# My new mare



## prairiewindlady (Sep 20, 2011)

I wanted to introduce everyone to my new endurance prospect.  Yes, I know she is stockier than most endurance horses and not an "ideal" breed (I almost didn't get her for that reason) but she was too great otherwise to pass up. She is approximately 8 yrs old, and 14.1h (my favorite size!). She IS green, but someone obviously took the time to start her right. She is very calm, friendly, intelligent, sensible and very obedient. She likes to move out but doesn't get hot or overexcited. She isn't herd bound - and will ride out alone with no issues. 

It was on a trail ride last week, however, that I realized she was perfect for me. My friends were riding with me on two really big mounts (17h and 16.2h). One of those horses was Wings, my Appendix QH who has a reputation for being the "fastest horse around". He is 19 but still quite energetic and very big strided. So we were all astounded when my little Destiny left him (both of them actually) in the dust! She walked faster, trotted faster, even cantered faster! And even more amazing was the fact that while the other horses (who are technically fit) were huffing and puffing, she didn't even break a sweat! I was completely blown away! 

Anyway, enough of my blabbering - here she is!
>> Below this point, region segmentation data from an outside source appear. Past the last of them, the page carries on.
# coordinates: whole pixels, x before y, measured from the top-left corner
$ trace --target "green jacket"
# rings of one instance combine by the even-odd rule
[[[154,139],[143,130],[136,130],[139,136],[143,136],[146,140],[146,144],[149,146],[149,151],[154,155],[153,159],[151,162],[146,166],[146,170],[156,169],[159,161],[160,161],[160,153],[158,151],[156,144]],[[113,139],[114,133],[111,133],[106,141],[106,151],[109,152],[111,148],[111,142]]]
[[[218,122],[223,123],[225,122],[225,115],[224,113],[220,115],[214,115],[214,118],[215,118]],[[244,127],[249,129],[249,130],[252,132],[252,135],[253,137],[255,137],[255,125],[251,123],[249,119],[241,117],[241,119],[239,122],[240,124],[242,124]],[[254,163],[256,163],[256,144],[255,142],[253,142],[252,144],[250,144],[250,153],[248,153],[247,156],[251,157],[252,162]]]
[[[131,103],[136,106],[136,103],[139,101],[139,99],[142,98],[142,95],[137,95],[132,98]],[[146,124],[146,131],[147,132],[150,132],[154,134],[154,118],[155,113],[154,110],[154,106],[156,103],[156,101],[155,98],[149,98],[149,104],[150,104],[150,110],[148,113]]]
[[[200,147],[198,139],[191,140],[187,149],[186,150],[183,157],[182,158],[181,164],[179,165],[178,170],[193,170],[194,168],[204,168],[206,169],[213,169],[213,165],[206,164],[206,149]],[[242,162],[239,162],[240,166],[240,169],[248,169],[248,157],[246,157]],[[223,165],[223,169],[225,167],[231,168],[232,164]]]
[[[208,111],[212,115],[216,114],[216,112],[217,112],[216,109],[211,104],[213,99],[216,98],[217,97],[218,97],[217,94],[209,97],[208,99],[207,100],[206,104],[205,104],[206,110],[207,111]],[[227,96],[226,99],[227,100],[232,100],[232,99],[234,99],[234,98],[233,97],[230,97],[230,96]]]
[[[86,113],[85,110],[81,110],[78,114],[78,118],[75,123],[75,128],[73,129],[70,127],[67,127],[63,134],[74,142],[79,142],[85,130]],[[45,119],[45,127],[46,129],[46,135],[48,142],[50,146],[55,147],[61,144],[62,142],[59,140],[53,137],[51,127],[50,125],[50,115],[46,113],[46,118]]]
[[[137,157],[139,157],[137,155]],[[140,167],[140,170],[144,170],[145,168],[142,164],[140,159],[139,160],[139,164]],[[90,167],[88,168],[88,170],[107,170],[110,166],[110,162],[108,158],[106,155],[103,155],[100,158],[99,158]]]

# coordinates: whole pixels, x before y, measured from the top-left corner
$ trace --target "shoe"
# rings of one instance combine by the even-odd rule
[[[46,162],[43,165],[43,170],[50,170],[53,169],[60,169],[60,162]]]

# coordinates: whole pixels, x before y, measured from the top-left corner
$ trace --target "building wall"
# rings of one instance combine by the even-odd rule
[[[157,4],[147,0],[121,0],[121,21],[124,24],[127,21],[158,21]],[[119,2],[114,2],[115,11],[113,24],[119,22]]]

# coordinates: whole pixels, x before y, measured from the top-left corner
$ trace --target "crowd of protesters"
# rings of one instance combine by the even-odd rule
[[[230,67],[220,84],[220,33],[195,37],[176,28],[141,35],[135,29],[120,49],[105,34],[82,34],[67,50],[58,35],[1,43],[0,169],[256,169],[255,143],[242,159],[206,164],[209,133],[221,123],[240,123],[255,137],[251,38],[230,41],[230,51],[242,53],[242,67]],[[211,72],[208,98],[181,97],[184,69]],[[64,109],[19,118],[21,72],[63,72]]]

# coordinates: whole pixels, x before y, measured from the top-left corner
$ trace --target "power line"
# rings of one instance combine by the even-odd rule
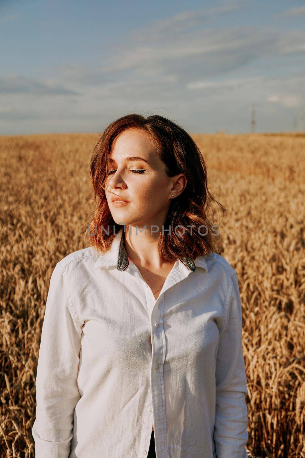
[[[255,131],[255,108],[254,105],[252,105],[252,110],[251,112],[251,132]]]

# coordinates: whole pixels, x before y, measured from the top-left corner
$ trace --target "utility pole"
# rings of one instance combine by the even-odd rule
[[[294,132],[296,132],[297,120],[296,116],[294,118]]]
[[[252,105],[251,112],[251,132],[253,133],[255,131],[255,108],[254,105]]]

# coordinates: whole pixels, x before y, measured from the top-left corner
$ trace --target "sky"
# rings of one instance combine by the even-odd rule
[[[305,130],[305,1],[0,0],[0,135]]]

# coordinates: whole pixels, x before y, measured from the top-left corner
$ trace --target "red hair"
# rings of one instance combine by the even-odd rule
[[[93,149],[90,164],[94,196],[89,203],[94,202],[96,198],[97,203],[86,223],[88,229],[84,234],[84,241],[89,236],[90,230],[91,245],[97,251],[105,252],[115,236],[114,232],[115,234],[118,234],[123,227],[115,223],[112,218],[104,185],[108,176],[112,143],[120,134],[128,129],[139,129],[146,132],[166,164],[169,176],[183,173],[187,179],[183,191],[171,201],[164,223],[165,230],[171,227],[171,234],[165,232],[163,235],[162,231],[160,233],[158,246],[162,260],[171,262],[185,256],[194,260],[198,256],[208,256],[213,251],[223,251],[222,239],[219,233],[215,234],[219,226],[213,226],[211,204],[214,202],[219,205],[223,213],[226,210],[208,189],[203,157],[194,141],[182,127],[159,115],[145,117],[137,114],[127,114],[112,122],[101,134]],[[208,216],[209,211],[210,217]],[[180,226],[184,228],[184,233],[182,234],[182,229],[178,227],[177,234],[174,229]],[[192,234],[191,226],[193,226]],[[205,227],[200,227],[202,226]],[[102,226],[105,231],[101,230]],[[109,235],[106,232],[108,230]],[[206,234],[202,235],[207,230]]]

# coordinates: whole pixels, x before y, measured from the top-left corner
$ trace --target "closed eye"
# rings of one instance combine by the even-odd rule
[[[129,172],[132,172],[133,173],[144,173],[146,170],[148,170],[148,169],[140,169],[139,170],[130,170]],[[109,174],[114,173],[116,170],[109,170]]]

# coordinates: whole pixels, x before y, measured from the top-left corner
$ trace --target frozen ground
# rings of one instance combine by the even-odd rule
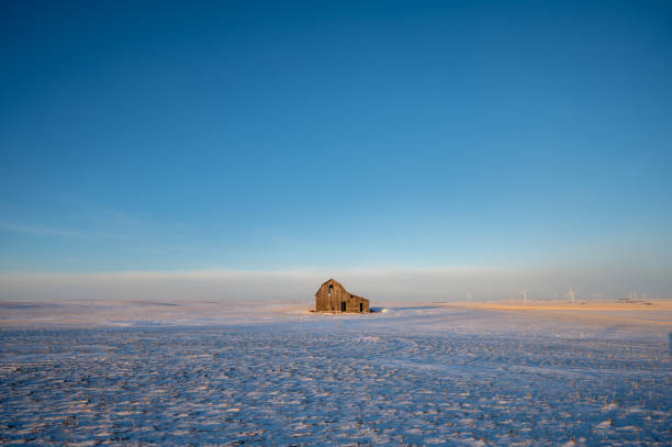
[[[0,303],[0,445],[669,446],[671,321]]]

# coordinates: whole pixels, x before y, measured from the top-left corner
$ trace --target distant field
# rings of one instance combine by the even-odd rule
[[[0,444],[668,446],[671,308],[618,305],[1,303]]]

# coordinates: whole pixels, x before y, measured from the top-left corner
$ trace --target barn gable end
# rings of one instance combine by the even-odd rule
[[[369,312],[369,300],[348,292],[340,282],[329,279],[315,293],[317,312]]]

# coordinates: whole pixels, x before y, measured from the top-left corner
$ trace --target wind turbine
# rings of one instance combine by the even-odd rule
[[[523,295],[523,305],[527,305],[527,289],[520,290],[520,294]]]
[[[575,302],[576,291],[572,290],[572,287],[570,286],[570,290],[564,294],[564,298],[569,298],[570,300],[572,300],[572,303]]]

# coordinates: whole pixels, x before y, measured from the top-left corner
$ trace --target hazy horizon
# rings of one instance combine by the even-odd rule
[[[0,23],[2,300],[672,295],[668,2]]]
She's got such a soft mouth! I ride her in a french link eggbutt snaffle










In the rain the other day. She loves water!










Lunchtime!










Anyone notice she's got a heart on her girth? <3










Haha - she's a friendly little ******!

-


----------



## Northernstar (Jul 23, 2011)

She's sooo beautiful, and you can definately sense her lovely/spirited personality - good for you! Have fun with her


----------



## Faustinblack (Aug 16, 2011)

She is beautiful! Congrats!
_Posted via Mobile Device_


----------



## prairiewindlady (Sep 20, 2011)

Haha, yes, she's flashy and she knows it!
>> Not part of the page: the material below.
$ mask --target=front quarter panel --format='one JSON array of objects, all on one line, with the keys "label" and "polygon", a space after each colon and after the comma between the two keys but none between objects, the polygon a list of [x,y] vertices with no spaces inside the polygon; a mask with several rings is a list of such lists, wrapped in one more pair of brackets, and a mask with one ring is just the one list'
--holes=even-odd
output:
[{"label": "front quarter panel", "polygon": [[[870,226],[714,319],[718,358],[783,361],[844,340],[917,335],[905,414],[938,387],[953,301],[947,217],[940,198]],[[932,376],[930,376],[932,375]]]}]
A nearby farm hosts a corn maze and haunted trail every fall. On a recent ride my friends and myself decided to explore the haunted trail. It was pretty dark in there (despite it being a sunny day) and a lot of the attractions were covered up, but it was quite entertaining nonetheless. There were a million things to scare/eat a horse. They had never seen anything quite like it (and probably never will again). A lot of my photos turned out blurry but I got a couple to share. 
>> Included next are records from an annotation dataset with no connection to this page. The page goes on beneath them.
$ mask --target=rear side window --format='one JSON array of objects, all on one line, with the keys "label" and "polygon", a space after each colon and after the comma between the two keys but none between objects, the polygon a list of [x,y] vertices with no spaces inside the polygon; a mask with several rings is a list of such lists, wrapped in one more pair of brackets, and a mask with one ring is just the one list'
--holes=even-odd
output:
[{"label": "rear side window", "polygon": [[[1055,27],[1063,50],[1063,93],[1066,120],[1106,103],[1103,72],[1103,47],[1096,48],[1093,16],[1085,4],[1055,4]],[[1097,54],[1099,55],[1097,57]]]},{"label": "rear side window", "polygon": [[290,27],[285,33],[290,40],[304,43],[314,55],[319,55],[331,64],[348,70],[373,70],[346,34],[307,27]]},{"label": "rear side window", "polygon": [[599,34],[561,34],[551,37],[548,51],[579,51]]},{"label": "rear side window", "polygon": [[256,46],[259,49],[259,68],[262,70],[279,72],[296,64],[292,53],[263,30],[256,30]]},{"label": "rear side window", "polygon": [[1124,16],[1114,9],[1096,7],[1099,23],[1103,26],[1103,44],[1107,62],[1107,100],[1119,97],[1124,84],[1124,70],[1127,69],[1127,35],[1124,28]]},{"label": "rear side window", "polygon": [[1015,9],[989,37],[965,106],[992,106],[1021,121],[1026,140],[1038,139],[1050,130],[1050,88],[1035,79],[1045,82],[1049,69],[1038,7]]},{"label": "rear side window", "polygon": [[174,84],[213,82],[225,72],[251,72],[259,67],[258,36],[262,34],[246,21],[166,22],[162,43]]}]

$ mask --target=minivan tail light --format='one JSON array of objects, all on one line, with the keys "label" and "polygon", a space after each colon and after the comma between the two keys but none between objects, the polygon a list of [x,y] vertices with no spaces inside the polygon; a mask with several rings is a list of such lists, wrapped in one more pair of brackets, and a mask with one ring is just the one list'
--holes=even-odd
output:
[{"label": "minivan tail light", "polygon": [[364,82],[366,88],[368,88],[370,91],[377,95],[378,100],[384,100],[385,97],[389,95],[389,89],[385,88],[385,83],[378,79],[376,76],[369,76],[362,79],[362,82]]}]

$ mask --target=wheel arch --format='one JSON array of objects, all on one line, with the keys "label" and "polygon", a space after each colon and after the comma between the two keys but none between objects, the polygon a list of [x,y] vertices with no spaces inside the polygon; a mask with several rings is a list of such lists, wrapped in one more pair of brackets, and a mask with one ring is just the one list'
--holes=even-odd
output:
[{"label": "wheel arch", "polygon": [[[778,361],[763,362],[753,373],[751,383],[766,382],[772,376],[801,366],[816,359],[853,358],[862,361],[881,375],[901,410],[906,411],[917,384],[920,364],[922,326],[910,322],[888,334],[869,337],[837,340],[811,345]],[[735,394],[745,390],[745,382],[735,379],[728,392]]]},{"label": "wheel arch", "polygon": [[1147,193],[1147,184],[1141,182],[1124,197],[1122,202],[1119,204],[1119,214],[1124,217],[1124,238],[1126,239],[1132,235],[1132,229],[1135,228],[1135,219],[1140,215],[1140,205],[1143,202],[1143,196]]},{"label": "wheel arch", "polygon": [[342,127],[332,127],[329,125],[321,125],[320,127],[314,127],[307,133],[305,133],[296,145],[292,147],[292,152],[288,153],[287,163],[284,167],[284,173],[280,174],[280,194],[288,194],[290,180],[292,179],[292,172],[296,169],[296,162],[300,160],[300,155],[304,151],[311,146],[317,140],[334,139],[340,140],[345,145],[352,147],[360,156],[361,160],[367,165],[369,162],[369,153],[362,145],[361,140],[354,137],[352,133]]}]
Destiny bravely led the way the entire time. My friend's warmblood was quite leery but Destiny only spooked at one thing - the barrels. Something about the barrels startled her as we rounded the corner but after we stopped and I let her look at them, she was fine.


----------



## Faustinblack (Aug 16, 2011)

I like your colors for her. Good choice 
_Posted via Mobile Device_


----------



## autumnheart (Mar 12, 2012)

Congratulations; she's beautiful!


----------



## RiverBelle (Dec 11, 2012)

Very very pretty! What breed is she? Sorry if I missed it in the original post.


----------



## WesternRider88 (Oct 30, 2012)

She's beautiful!!!


----------



## Roadyy (Feb 9, 2013)

Truly beautiful girl you got there and looks to be a real joy to ride. Huge Congrats!!


----------



## prairiewindlady (Sep 20, 2011)

Thanks everyone! Riverbelle, she is an American Paint horse Word on the street is she could've been registered but wasn't for some reason. I also got to meet 3 of her relatives (all mares) when I got her. They have a lot more white than she does!


----------



## TrailRiderr (Jul 10, 2012)

What a pretty girl you got there and she sounds wonderful!! Congrats!!


----------



## Dustbunny (Oct 22, 2012)

Nice mare! 
Your Paint has more white than my Paint...
What brand of saddle do you have?


----------



## Chessie (Mar 13, 2012)

I love her face. What a pretty girl!


----------



## 3PaintMares (Feb 19, 2013)

She's a real cutie! and from the looks of the pictures a fun loving, friendly personality and Paint Rule too!!!!


----------



## Idrivetrotters (Jan 5, 2013)

I think she would work out on shorter rides. I also have a non typical horse, a huge 16.2 OTSTB trotter that racks like nobody's business (not the speed racking, which I'm sure he could do, but we do mostly a nice forward rack for trails). I have a double whammy, a big horse and in a region of the US which feels like a horse desert, I can't find any endurance or LD rides and only 1 Competitive Trail event a year.


----------



## nikina (May 5, 2013)

Very pretty girl !!! congratulations


----------



## flytobecat (Mar 28, 2010)

Luv her! Congrats!


----------



## rexing93 (Dec 6, 2012)

She's absolutely gorgeous! I wish you luck with her!


----------



## prairiewindlady (Sep 20, 2011)

Thanks everyone! Idrivetrotters, a lot of the rides around here are mountainous so I am hoping the cooler temps + her muscling will work to our advantage (she is the ONLY horse I tried out that didn't lose her steam going uphill). However I will probably steer clear of more southern (ie hotter) rides unless it is the middle of winter. Incidentally I also acquired a paso fino mare around the same time that I was hoping to use for LDs but turns out she has prexisting laminitis so I am waiting to see if this can be resolved before I consider her a real "prospect".


----------